Feeding Fewer Than 9 Billion

wheat harvest in Punjab, IndiaRuth Fremson, The New York Times Wheat is harvested in India’s Punjab state.

Discussions of food policy, climate change, international security and many other global issues often take place in isolation, cut off from consideration of other factors delineating the pinch points as humanity’s population and appetites crest in the next couple of generations.

Robert J. Walker, executive vice president of the Population Institute, noted this tendency in a commentary responding to the package of reports on feeding 9 billion humans in the journal Nature that I wrote about here yesterday. He e-mailed me a link to his piece on the institute’s blog. Here’s the opening section and a link to the rest. I encourage you to ponder his points about the relative value of investments in initiatives that can increase the amount of food or reduce the number of mouths. Have a look and weigh in below.

The writers and editors at Nature this past week boldly proclaimed, with some carefully qualified caveats, that producing enough food for the world’s population in 2050 will be easy.

Maybe not. Sending humans to the moon and safely returning them to the Earth is easy.  Been there, done that.  Feeding 9 to 9.5 billion people or more by 2050?  Not so easy. We’ve never done that.  And there are good reasons to believe we might not be able to.

Let’s take a closer look at what the writers at Nature said, and do a little dissecting.

In 2009, more than 1 billion people went undernourished — their food intake regularly providing less than minimum energy requirements — not because there isn’t enough food, but because people are too poor to buy it. At least 30% of food goes to waste.

Scientists, like everyone else on this planet, need to differentiate the theoretical from the economical and the practical.  If, as a result of grain embargoes by Russia and (possibly) Ukraine, the price of bread doubles this year, the impact on the world’s urban poor — many of whom are living on less than $1.25 a day — will be devastating.  And it matters not whether wheat reserves are rotting in India or whether Russia and Ukraine have surplus wheat. And it doesn’t matter how many bread crumbs we discard.

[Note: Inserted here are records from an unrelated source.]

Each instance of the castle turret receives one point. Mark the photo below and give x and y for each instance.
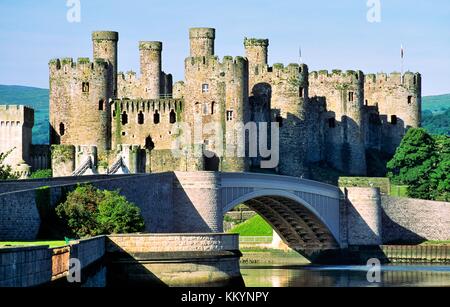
(216, 95)
(16, 123)
(256, 51)
(279, 94)
(398, 99)
(344, 96)
(202, 41)
(288, 108)
(105, 47)
(80, 112)
(151, 66)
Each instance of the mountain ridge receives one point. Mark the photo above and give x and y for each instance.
(38, 98)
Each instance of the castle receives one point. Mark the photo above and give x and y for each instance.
(105, 121)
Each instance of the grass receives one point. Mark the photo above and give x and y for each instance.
(436, 243)
(33, 243)
(399, 190)
(255, 226)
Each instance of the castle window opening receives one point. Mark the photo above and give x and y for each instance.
(351, 96)
(394, 119)
(173, 117)
(229, 115)
(140, 118)
(62, 129)
(85, 87)
(332, 123)
(156, 117)
(149, 145)
(124, 118)
(279, 120)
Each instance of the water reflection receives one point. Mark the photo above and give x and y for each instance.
(344, 276)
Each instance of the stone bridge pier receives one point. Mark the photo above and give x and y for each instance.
(309, 216)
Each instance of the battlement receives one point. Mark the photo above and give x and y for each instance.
(147, 45)
(17, 114)
(81, 63)
(249, 42)
(105, 35)
(128, 76)
(337, 76)
(409, 79)
(208, 33)
(163, 106)
(214, 64)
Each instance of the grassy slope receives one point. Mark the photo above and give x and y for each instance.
(33, 243)
(256, 226)
(436, 104)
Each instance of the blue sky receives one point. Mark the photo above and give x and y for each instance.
(333, 34)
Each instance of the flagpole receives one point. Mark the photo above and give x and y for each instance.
(402, 53)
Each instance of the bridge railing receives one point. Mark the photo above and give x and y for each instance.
(255, 239)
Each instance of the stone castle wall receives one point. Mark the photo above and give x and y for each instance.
(323, 116)
(344, 136)
(80, 112)
(16, 123)
(216, 96)
(398, 100)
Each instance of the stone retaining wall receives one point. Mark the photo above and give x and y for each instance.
(414, 220)
(25, 266)
(37, 265)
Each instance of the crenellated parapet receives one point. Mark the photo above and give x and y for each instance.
(79, 101)
(16, 122)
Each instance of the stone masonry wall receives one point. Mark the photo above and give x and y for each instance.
(19, 212)
(25, 266)
(192, 242)
(414, 220)
(363, 216)
(16, 123)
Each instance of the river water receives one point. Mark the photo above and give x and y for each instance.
(345, 276)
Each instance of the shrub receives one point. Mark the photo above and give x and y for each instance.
(6, 170)
(88, 211)
(41, 174)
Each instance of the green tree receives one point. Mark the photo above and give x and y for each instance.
(88, 211)
(41, 174)
(440, 177)
(117, 215)
(413, 163)
(6, 170)
(79, 211)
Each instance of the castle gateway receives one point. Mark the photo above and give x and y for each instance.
(104, 121)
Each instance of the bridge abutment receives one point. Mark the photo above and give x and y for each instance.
(362, 218)
(197, 202)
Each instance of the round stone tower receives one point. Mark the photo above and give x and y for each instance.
(202, 41)
(256, 51)
(151, 66)
(105, 47)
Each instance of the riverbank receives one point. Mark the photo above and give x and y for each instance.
(427, 253)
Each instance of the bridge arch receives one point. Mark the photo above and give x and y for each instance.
(305, 214)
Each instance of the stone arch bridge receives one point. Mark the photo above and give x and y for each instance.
(309, 216)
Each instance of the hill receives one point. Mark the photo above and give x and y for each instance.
(36, 98)
(435, 109)
(436, 104)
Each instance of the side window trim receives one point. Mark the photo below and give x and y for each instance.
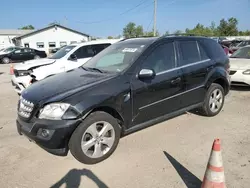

The dictates of the marketplace can be brutal. There is plenty of money in the world, far more than is needed to eliminate severe poverty, but severe poverty persists.  In a global economy, where people’s ability to feed themselves depends on the cost of rice or bread, hunger can exist on a wide scale, even if there is plenty of food–in theory–to go around.

Don’t believe that?  Take a look at what’s happening today in the African Sahel. Last month, Josette Sheeran, the executive director of the World Food Program (WFP), warned that, as a consequence of widespread hunger, Niger was in danger of “losing a generation.”  She said that the development of children under the age of five in Niger will be severely impaired unless food relief arrives soon. WFP plans to reach 4.5 million people in the region in the next few months, but Sheeran warned that the situation is deteriorating rapidly and that WFP needs about $100 million to bridge the funding gap.

Here’s what Nature said about the last global food crisis:

The 2008 food crisis, which pushed around 100 million people into hunger, was not so much a result of a food shortage as of a market volatility — with causes going far beyond supply and demand.

Wrong.  During the 2007-8 food crisis the prices of wheat and corn doubled, while the price of rice tripled.  Why?  Because the world’s grain reserves during that period fell to the lowest levels in several decades. While market volatility may have contributed in some small measure, food production was not keeping up with demand.  When grain reserves grow dangerously low, speculators will always drive up prices. Scarcity always does.

Here’s what Nature said about projected population growth:

Scientists long feared a great population boom that would stress food production, but population growth is slowing and should plateau by 2050 as family size in almost all poorer countries falls to roughly 2.2 children per family.